Older age at TNF alpha inhibitors initiation, a diagnosis of juvenile idiopathic arthritis (JIA), and concomitant immunomodulator use were associated with delayed onset of paradoxical psoriasiform dermatitis (PD) in children treated with TNFi, in a retrospective chart review.

METHODOLOGY:

• Researchers conducted a retrospective chart review of 3418 patients receiving TNFi therapy for various conditions (including Crohn’s disease, JIA, and ulcerative colitis) at Cincinnati Children’s Hospital Medical Center, Cincinnati, from January 2018 to January 2023.
• Overall, 70 patients (2%) developed PD skin eruptions (52.9% women; 91.4% White; 5.7% Black; median age at TNFi initiation, 11.7 years; median age at PD onset, 13.6 years); 21.4% of patients were given concomitant immunomodulators; 94% of patients had PD at multiple sites. The median time from starting a TNFi to the onset of PD was 16.9 months.
• Treatments for PD included topical steroids (85.7%), systemic medications (15.4%), and nonsteroid topicals including tacrolimus, pimecrolimus, and calcipotriene (24.3%).
• PD outcomes and factors associated with its severity were evaluated.

TAKEAWAY:

• PD rashes resolved in 32 patients (45.7%); the median time to resolution was 15.5 months. Most (71.4%) of those with PD had Crohn’s disease, and infliximab (52.7%) and adalimumab (44.6%) were the most frequently used TNFi.
• The initial TNFi was discontinued in 40 patients (57.1%) because of PD in 23 (57.5) of those patients.
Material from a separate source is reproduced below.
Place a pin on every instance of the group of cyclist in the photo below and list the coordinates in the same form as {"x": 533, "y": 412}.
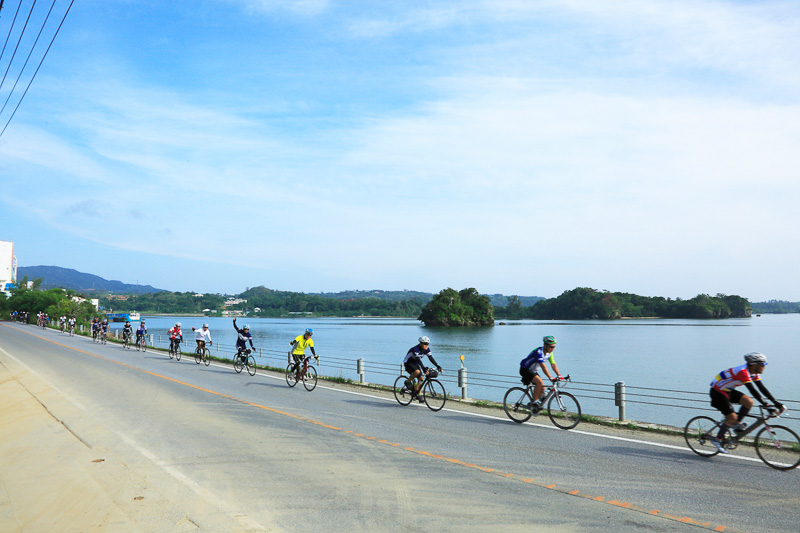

Of these 40 patients, 12 (30%) switched to another TNFi with a 33% recurrence rate, while 25 (62.5%) switched to a different medication class with PD persisting in 36%.
• Girls were more likely to receive high-potency topical steroids, possibly indicating a difference in prescribing practices or worse disease.
• Onset of PD occurred later in patients with JIA (coefficient estimate [CE], 22.6 months; P = .02), those on concomitant immunomodulators (CE, 11.0; P = .04), or those who were older when the TNFi was started (CE, 2.4; P < .01).

IN PRACTICE:

“Our study found that the diagnosis of JIA, older age at TNFi initiation, and concomitant immunomodulation are potential predictors of later PD onset,” the authors of the study concluded. “Female sex may influence PD severity,” they added, “but conflicting results and the retrospective design of this study call for additional research to better understand the factors contributing to PD severity in pediatrics.”

SOURCE:

This study was led by Muayad M. Shahin, University of Cincinnati College of Medicine, Cincinnati, and was published online on July 31, 2025, in Pediatric Dermatology.

LIMITATIONS:

The retrospective study design limited the availability of detailed morphologic descriptions. Additionally, multiple definitions of severe PD restricted analysis of risk factors across different outcome measures.

DISCLOSURES:

This research was funded by the National Institute of Arthritis and Musculoskeletal and Skin Diseases Core Center and the University of Cincinnati Office of Research medical student summer research award, funded by the Stella and Carey Wamsley Charitable Trust. One author disclosed serving as a consultant for LEO Pharma. The other authors reported having no conflicts of interest.

This article was created using several editorial tools, including AI, as part of the process. Human editors reviewed this content before publication.